Impulsive Captain James Kirk (Chris Pine) is back in the chair of the Enterprise, assisted by his half-human, half-Vulcan sidekick Spock (Zachary Quinto), Spock’s testy love interest Uhura (Zoe Saldana), the eternally pessimistic ship’s doctor Bones (Karl Urban), engineering wizard Scotty (the always delightful Simon Pegg), Chekov (Anton Yelchin) and Lt.
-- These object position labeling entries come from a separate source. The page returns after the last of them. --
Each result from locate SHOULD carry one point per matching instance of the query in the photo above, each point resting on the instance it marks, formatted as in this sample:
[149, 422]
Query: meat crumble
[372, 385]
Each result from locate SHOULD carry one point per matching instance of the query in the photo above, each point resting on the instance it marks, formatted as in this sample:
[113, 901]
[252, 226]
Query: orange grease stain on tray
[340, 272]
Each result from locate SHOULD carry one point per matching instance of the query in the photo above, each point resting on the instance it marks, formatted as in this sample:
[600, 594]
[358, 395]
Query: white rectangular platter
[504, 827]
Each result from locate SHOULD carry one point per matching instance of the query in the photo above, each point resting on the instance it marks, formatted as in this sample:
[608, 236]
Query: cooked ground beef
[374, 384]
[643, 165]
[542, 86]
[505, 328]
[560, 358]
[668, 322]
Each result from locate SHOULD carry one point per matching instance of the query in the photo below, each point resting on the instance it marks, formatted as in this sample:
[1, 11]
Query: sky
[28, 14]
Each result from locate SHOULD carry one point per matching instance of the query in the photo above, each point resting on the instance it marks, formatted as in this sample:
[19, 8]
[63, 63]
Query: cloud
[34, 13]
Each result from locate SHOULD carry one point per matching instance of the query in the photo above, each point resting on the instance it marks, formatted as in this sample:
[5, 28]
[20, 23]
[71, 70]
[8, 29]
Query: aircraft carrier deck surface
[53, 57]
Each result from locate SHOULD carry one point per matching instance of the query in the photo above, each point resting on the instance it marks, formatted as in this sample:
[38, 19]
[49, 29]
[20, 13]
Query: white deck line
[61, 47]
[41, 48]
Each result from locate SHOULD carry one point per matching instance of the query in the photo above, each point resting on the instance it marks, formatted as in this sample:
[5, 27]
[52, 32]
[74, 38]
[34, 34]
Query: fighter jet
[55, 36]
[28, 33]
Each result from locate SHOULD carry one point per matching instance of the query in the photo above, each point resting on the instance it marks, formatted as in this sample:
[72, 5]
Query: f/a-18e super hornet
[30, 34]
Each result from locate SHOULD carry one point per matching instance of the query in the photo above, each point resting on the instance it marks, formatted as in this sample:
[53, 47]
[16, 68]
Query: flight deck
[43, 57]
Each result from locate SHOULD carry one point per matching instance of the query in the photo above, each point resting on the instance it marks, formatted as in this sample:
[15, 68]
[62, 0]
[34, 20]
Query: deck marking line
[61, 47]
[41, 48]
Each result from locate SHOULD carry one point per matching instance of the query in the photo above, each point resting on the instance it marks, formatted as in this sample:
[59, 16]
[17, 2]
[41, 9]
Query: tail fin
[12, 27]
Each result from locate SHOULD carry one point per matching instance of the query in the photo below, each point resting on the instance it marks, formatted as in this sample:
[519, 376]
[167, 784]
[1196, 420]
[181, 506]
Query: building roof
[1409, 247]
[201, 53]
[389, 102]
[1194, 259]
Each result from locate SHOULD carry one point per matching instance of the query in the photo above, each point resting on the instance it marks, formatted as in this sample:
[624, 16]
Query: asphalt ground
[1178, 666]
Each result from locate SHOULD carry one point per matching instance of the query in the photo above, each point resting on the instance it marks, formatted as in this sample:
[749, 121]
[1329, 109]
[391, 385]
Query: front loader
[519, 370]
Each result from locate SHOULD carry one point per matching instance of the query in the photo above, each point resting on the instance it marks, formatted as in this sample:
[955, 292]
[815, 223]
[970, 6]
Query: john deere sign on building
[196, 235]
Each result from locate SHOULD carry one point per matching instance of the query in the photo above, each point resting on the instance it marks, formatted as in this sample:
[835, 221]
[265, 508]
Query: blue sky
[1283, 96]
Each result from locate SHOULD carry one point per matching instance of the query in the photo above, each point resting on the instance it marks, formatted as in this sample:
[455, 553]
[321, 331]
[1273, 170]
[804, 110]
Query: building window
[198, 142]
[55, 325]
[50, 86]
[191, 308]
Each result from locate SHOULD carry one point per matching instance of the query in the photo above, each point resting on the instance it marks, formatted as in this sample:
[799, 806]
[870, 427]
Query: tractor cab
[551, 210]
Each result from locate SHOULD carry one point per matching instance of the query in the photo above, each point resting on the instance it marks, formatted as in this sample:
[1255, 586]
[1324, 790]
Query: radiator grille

Sulu (John Cho).

 

But after a James Bondish opening chase, Kirk finds himself under the command of two Star Fleet honchos, his old Captain Pike (Bruce Greenwood) and the grim Admiral Marcus (Peter Weller, the original Robocop).  After a mysterious terrorist named John Harrison (brilliant Benedict Cumberbatch) attacks several Star Fleet command centers, the Admiral orders Kirk to track down the villain and blow him up with some newfangled photon torpedoes.

 

This warlike assignment raises some doubts among the Enterprise crew.  Wasn’t their original mission purely exploratory?  And adding to the mystery is the appearance of a comely new science officer (Alice Eve) on board, who seems to know a lot about those new torpedoes.

 

Needless to say, things start going wrong for the Enterprise as soon as they come out of warp drive.  Before it’s all over, we get to hear Bones say, “Dammit, I’m a doctor, not a torpedo technician.”  My favorite line in the movie.  

 

Abrams gathered up his production crew from the last “Star Trek” for this one, including cinematographer Daniel Mindel (who also shot “Mission Impossible III”), composer Michael Giacchino (who also scored “The Incredibles,” “Up” and “Ratatouille” for Pixar) and production designer Scott Chamblin, also of “MI III.”  They all delivered the biggest “Star Trek” yet, with lots of action, cities devastated by explosions and crashing starships, etc., etc.

 

But here’s the problem.  The much-loved “Star Trek” TV series was small, even cheesy, but thanks to creator Gene Rodenberry it offered viewers a lot to think about.  The earlier movie versions did much the same.  There’s not much to ponder in “Into Darkness,” what with all those explosions.   Instead, we focus on the interactions of the crew (why are Spock and Uhura arguing all the time?), and on the strengths of the supporting characters.  

 

I’ll single out three.  As Scotty, Simon Pegg steals the supporting crew member role.  As the jingoistic Admiral, Peter Weller makes a perfect foil.  But towering above everyone here is Benedict Cumberbatch (perhaps best known as Sherlock Holmes in the PBS series).  This young Brit just gets better and better with each role he plays and he totally dominates this movie.  He is surely destined to be one of the great actors of his generation.

 

“Star Trek Into Darkness” is rated PG-13 for some salty language and lots of space carnage.  I give it a B and wonder what J.J. Abrams might do to the "Star Wars" franchise he's just inherited.